忽然安靜下來,江以澄看著他那張淡漠深邃的臉,掌心手機握緊,想到什麽:
“對了,謝總,能加個微信嗎?”
見謝聿臣眉頭微挑,她又忙道,
“不加也行,我記下你手機號碼,方便聯係。”
說完,她又覺得不妥,這話怎麽像在搭訕他,想深入交流似的。
“你別誤會,我隻是想聯係你,問調查的情況,沒別的意思。”
殊不知她越解釋,越像是在掩飾什麽。
謝聿臣諱莫如深的眼看了她一眼後,從內襯口袋掏出手機。
江以澄鬆了一口氣,要被他拒絕那就真尷尬死了。
“掃吧。

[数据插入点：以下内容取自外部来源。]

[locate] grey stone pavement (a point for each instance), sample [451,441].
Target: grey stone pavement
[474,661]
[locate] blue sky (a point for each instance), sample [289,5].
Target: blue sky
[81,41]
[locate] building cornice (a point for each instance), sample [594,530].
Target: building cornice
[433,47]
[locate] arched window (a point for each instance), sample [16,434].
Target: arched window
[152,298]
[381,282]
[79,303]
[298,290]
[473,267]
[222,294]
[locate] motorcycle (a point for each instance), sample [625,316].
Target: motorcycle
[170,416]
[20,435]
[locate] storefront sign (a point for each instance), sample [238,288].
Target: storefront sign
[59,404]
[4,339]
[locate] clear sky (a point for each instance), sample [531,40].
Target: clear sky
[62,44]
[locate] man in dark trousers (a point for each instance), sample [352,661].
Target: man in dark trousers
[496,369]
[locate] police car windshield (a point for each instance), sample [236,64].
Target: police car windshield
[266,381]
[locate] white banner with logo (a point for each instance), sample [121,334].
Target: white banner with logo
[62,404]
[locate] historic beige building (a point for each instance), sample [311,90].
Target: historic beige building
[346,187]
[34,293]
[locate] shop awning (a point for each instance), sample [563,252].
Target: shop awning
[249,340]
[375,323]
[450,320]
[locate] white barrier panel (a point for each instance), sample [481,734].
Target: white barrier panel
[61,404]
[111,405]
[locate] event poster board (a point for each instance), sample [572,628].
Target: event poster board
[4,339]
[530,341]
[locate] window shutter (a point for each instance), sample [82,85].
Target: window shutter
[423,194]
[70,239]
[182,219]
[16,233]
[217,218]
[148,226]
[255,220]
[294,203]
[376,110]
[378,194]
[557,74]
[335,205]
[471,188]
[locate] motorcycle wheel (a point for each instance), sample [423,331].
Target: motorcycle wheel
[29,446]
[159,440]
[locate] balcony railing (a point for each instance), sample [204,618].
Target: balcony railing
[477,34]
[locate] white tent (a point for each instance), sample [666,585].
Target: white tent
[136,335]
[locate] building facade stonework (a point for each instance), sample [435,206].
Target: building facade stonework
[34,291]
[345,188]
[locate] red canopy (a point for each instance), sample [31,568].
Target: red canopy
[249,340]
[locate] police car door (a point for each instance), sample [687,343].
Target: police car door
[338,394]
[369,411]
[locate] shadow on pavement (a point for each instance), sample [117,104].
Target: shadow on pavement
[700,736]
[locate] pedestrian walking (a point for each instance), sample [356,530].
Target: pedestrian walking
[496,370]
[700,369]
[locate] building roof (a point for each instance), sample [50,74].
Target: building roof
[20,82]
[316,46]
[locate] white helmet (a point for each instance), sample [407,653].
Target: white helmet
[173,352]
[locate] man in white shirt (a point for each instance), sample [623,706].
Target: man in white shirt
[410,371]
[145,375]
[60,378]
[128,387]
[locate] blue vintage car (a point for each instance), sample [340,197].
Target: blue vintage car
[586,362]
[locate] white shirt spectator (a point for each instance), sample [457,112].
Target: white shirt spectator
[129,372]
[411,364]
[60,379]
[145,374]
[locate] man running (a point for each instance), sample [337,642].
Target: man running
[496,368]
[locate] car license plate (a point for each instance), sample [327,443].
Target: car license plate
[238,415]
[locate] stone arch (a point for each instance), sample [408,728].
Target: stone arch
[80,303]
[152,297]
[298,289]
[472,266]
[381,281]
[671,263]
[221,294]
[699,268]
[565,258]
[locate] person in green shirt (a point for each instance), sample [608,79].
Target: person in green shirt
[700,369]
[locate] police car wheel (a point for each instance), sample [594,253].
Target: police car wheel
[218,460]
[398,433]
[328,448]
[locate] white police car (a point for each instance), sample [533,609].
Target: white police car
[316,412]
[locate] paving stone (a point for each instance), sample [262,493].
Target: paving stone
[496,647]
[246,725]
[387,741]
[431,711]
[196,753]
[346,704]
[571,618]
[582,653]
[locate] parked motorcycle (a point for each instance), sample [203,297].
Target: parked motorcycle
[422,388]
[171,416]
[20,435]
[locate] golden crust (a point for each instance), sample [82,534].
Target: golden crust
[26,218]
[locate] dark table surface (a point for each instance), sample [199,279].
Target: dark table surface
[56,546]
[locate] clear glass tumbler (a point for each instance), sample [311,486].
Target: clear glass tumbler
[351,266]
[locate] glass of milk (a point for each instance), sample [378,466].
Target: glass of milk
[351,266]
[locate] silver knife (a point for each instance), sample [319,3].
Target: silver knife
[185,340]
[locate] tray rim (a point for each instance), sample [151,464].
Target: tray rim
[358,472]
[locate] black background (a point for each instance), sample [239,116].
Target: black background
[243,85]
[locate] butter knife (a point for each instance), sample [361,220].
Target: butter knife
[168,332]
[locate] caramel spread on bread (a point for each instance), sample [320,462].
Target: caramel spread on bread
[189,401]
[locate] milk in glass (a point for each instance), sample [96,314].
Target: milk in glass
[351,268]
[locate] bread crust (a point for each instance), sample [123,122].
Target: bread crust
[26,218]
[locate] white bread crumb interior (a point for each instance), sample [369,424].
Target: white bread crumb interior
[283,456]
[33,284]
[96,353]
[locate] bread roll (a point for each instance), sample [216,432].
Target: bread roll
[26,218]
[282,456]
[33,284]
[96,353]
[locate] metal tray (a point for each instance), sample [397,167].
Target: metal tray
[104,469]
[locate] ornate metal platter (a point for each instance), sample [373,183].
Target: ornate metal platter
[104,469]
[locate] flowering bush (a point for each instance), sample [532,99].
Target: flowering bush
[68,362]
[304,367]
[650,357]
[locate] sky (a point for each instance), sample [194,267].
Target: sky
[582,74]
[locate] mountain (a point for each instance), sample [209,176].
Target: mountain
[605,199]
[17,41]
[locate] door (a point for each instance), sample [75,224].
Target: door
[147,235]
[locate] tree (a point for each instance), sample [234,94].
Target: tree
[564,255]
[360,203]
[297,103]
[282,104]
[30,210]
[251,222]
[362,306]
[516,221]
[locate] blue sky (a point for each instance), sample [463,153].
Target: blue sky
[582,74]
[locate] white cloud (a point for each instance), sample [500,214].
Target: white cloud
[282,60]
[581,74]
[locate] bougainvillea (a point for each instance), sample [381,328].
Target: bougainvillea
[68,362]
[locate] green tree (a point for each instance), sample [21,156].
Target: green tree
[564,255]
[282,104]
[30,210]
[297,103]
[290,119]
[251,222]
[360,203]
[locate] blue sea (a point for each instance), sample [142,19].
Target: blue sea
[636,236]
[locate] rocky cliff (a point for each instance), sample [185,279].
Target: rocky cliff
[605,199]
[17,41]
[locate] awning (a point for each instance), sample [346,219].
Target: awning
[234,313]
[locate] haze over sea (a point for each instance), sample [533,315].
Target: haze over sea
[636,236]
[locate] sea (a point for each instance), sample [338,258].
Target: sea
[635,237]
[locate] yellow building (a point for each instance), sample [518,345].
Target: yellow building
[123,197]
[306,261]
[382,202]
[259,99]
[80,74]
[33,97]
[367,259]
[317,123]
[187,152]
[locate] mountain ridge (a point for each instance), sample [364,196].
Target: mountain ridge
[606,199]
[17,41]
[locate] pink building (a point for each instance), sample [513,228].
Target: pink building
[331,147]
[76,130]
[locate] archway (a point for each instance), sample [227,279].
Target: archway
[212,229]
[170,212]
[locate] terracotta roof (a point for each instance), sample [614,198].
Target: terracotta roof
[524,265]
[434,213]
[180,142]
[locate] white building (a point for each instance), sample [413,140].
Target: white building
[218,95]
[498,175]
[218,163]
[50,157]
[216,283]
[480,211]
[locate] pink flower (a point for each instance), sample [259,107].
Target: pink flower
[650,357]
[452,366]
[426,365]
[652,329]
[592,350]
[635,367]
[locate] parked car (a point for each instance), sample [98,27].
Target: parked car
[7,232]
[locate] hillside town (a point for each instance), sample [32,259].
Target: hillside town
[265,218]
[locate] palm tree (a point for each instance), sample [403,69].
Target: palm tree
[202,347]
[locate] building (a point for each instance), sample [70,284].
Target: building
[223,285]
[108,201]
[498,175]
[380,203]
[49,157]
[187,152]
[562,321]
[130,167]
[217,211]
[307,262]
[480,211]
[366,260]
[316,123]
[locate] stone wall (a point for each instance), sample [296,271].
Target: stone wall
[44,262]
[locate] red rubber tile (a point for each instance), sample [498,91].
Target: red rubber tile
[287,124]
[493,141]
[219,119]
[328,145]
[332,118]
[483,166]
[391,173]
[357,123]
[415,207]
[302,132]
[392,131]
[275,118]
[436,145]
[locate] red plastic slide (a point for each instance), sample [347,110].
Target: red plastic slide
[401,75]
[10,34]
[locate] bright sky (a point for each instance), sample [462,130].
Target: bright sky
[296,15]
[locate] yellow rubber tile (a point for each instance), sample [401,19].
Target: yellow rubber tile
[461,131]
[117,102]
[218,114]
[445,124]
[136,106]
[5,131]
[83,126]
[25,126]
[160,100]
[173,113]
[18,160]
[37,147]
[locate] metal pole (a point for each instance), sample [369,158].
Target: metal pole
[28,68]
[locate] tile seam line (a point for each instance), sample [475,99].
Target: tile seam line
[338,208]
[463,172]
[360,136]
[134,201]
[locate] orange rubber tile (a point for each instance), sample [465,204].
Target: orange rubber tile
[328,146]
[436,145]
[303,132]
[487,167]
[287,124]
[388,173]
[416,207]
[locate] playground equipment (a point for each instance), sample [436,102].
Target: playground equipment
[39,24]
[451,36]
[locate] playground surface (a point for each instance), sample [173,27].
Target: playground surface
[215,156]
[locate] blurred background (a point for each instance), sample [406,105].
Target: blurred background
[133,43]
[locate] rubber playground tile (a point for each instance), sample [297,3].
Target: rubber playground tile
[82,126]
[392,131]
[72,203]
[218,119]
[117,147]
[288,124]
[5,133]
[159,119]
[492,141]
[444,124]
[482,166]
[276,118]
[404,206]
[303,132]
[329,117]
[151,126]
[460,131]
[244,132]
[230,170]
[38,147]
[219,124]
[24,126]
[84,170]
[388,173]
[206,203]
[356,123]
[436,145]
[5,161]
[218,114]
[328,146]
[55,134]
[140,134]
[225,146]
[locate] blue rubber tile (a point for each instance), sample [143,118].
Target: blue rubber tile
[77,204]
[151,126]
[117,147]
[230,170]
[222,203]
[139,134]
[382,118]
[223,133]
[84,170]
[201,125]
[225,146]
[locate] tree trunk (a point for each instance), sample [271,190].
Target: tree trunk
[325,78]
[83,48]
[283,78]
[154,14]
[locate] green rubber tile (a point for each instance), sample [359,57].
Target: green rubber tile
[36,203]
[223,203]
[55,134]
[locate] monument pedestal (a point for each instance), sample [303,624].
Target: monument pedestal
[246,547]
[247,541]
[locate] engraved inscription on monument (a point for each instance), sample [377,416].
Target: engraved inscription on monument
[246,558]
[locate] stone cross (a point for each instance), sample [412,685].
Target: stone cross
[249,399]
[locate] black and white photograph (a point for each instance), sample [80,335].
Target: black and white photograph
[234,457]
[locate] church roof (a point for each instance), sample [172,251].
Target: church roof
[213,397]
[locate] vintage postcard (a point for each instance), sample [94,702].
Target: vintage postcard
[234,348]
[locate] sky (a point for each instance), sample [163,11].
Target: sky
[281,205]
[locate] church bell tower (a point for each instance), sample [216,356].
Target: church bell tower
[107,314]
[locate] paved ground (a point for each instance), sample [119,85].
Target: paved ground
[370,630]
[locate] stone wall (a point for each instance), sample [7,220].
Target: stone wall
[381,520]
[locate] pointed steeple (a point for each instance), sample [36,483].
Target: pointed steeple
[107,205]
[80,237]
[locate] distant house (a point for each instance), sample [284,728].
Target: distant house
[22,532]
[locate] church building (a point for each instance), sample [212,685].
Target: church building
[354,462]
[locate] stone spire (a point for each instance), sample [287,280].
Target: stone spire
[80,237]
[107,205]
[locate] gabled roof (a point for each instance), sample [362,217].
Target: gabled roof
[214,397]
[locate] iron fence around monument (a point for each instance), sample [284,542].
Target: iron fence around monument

”
看著男人遞到麵前的二維碼,她愣了一瞬後,忙不迭開啟微信掃。
還以為他頂多記下她手機號碼呢。
男人的微信名很簡潔好記。
謝,他的姓氏。
頭像是一張純白色的圖片。
果然,重度潔癖的人連自己微信頭像都不能容忍有一絲瑕疵。
不會飛的鳥?
謝聿臣眉頭微動,看著彈出來的好友申請。
昵稱旁是一張手繪圖。
一隻趴在樹杈上的小鳥,眼睛半眯,圓圓腦袋有些嬌憨。
心念一動,掀眸。
女人端著張巴掌大的瓜子臉,正眼巴巴望著他。
見他看她,彎眸衝他笑,竟與那隻憨鳥有幾分相似。
他唇角扯了扯,指尖點了通過。
江以澄看著通過驗證的好友資訊,七上八下的心落定了,唇角淺淺揚了下。
……
小墨雖還沒從ICU出來,但宋院長說情況已經基本穩定。
江以澄這晚才終於沉沉入睡。
夢裏是她與小墨、母親三人,過著歲月靜好,一片安寧的平淡日子。
她不知道的是,這晚,夢外麵的世界並不太平。
京市某處地下賭場,陷入一片混亂……
淩晨三點。
一片漆黑的房間裏,突然響起手機震動的嗡鳴聲。
床上伸出一隻手精準拿起手機,貼在耳邊。
“你最好是有十萬火急的大事。”
淺眠被吵醒的人,難掩火氣。
“嗬,這個點,老子還在加班,是為了誰?”
電話那頭的男聲粗獷沉啞,對他的語氣頗為不滿。
謝聿臣一聽,按按太陽穴:
“搞定了?”
“差不多吧。”
幽暗小巷裏,路郝野倚牆點了支煙,吞雲吐霧,
“跑了兩個,其他的都帶回去審了。”
“跑了?”
謝聿臣不鹹不淡,“別告訴我,跑的是沈坤。”
“嗬……”
路郝野輕笑一聲,“聰明。”
謝聿臣:“……”
“這人敏銳感極高,沒那麽簡單。”
路郝野正色道。
“人是你弄丟的,你負責找到。”
掛了電話,謝聿臣漆黑眸子若有所思。